In Matthew 25:31-46 (the infamous Sheep and Goats parable) we see a similar idea. God visits with two groups of people and rewards them on the basis of their work. The “Sheep” however, are unaware that they’ve been serving God all along. God has been in disguise as they carried out their selfless work. This group of people did not feel compelled to do these things because they knew God was watching; they did it “without a why.” Their work was, as philosophy would suggest, “unconditional.” Therefore, God sought them out and invested in their initiatives.

As that early, small, and courageous church faced its 1st century world, they had many questions and fears, I’m sure. What invigorated their work was the hope that God would empower them in spite of the lack of social or political power. And God did. Their start-ups changed the world.

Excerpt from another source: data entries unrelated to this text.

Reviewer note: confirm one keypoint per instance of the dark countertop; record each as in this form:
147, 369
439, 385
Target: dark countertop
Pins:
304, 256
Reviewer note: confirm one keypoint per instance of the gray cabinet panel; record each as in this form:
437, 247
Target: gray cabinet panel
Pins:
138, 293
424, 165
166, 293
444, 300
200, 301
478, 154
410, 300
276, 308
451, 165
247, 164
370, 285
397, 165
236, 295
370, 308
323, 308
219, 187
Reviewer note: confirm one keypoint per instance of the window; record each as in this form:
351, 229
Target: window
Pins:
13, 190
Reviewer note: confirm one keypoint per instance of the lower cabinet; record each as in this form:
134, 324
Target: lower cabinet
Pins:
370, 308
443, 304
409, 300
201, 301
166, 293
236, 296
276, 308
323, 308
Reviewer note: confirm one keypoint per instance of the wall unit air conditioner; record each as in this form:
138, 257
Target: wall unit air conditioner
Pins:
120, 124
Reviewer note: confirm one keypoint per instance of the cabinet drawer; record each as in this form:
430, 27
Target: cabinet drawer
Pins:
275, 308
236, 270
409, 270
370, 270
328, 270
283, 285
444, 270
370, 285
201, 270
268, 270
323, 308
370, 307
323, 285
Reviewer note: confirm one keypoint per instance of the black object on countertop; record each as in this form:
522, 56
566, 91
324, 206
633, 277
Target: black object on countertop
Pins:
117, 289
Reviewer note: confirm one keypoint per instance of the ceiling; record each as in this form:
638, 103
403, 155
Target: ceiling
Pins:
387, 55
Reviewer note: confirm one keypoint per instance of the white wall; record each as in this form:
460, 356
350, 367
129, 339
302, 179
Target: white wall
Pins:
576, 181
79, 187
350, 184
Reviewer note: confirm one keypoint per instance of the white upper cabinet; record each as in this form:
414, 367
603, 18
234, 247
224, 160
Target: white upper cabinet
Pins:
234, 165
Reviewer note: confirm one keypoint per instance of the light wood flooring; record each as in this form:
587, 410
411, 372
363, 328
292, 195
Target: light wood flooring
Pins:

Perhaps this could be encouragement for us, too. We are in a moment of profound complexity (even confusion) as to what the church should do in connection with the systems of power in our world. We have to be honest, the church’s dependence and collusion with power has short-circuited our ability to model the faithful life with it. Our political rhetoric is laughable, perhaps even a bit embarrassing.

Perhaps we’ll consider this early Galilean vision for our current day. Maybe the nameless, powerless start-up initiatives that we invest in during our slow, daily walks with God will be met by matchless grace and power.